Les populations sont forcées de quitter leurs maisons,
qui sont ensuite rasées

21.05.2025,
Deir el-Balah.

"Cela fait un moment que je ne vous ai pas écrit. Et, pour être honnête, je ne sais plus vraiment quoi dire.

Cela fait bientôt trois mois que plus rien ne rentre dans Gaza. Nous nous rapprochons dangereusement de la famine. Mes collègues sont épuisés, ils n’en peuvent plus de cette situation. Je ne sais déjà pas comment ils ont réussi à tenir jusqu’ici, mais maintenant, ils me le disent clairement : ils sont à bout.

Les hôpitaux continuent d’être bombardés, encerclés par des tanks, et ceux qui tentent de sortir se font tirer dessus. Les distributions de repas (faites avec les moyens du bord, comme broyer des pâtes pour en faire de la farine et ensuite du pain, ou encore les parents qui ne mangent plus pour laisser un peu de nourriture à leurs enfants), sont elles aussi prises pour cibles. La plupart du temps, ce sont des femmes et des enfants qui attendent dans ces files…

Je n’ai plus de mots pour décrire ce que nous vivons ici. Je ne comprends pas ce dont la communauté internationale a encore besoin pour mettre fin à ce massacre et à ces atrocités.

Je suis très fatiguée. Fatiguée de cette violence, mais surtout de l’impuissance à laquelle je fais face chaque jour.

Le 15 mai a commencé l’opération “Gideon's Chariots”, une opération militaire censée "en finir avec le Hamas" et permettre aux forces israéliennes de prendre le contrôle total de Gaza. J’espérais ne jamais avoir à vous écrire depuis Gaza dans de telles circonstances.

Les collègues vivant dans le Nord m’ont écrit qu’ils avaient vécu l’une des pires nuits depuis le début de la guerre.

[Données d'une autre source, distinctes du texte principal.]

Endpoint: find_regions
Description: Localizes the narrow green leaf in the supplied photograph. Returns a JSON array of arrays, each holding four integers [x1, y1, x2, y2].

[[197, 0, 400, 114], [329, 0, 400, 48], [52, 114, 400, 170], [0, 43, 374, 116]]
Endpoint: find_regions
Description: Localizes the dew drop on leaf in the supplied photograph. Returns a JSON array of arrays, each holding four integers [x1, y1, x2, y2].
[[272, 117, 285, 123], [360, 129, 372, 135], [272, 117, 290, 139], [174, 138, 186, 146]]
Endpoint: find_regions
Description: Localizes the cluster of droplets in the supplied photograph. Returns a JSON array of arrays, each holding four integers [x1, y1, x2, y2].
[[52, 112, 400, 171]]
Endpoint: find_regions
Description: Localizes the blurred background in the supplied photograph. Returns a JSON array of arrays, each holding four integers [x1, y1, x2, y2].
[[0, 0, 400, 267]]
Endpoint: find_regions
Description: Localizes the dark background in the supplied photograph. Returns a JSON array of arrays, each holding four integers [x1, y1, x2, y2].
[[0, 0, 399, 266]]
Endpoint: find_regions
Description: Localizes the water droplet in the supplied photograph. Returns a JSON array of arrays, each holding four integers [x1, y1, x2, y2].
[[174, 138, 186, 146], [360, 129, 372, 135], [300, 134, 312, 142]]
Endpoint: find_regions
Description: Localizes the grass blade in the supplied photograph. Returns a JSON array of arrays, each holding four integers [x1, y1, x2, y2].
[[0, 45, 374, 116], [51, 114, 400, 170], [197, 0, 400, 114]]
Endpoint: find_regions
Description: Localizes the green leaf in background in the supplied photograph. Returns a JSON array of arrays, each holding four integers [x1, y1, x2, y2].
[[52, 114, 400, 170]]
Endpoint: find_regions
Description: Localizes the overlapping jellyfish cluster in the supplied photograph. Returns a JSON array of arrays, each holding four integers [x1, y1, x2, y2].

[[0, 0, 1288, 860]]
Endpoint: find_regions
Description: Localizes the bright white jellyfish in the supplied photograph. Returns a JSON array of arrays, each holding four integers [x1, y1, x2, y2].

Moi, je suis au centre (à Deir el-Balah). J’entends les explosions pour démolir les maisons dans la "buffer zone" au loin, elles n'arrêtent pas. Les bombardements autour de moi se sont intensifiés jour après jour.

Pour l’instant, nous n’avons pas grand-chose à faire si ce n’est rester chez nous et attendre les instructions, s’il y en a : soit on nous ordonnera d’évacuer notre bâtiment, soit de rester confinés dans un endroit “sécurisé”. Nous avons décidé de rester en hibernation jusqu’au 20 mai, puis nous aviserons en fonction de l’évolution de la situation.

Des discussions ont repris à Doha, et le Hamas est revenu à la table des négociations. On espérait qu’un cessez-le-feu en sortirait rapidement, mais jusqu’ici, rien de nouveau. L’opération Gideon's Chariots continue et s’intensifie.

De plus en plus de mes collègues doivent évacuer leurs maisons, sans avoir nulle part où aller. Je leur ai proposé de se “réfugier” dans nos bureaux. Mais pour les milliers d’autres personnes à nouveau déplacées, il n’y a plus aucune place. Les bâtiments encore debout sont pleins. Ils sont donc contraints de dormir dans la rue, avec ou sans tente. C’est abominable.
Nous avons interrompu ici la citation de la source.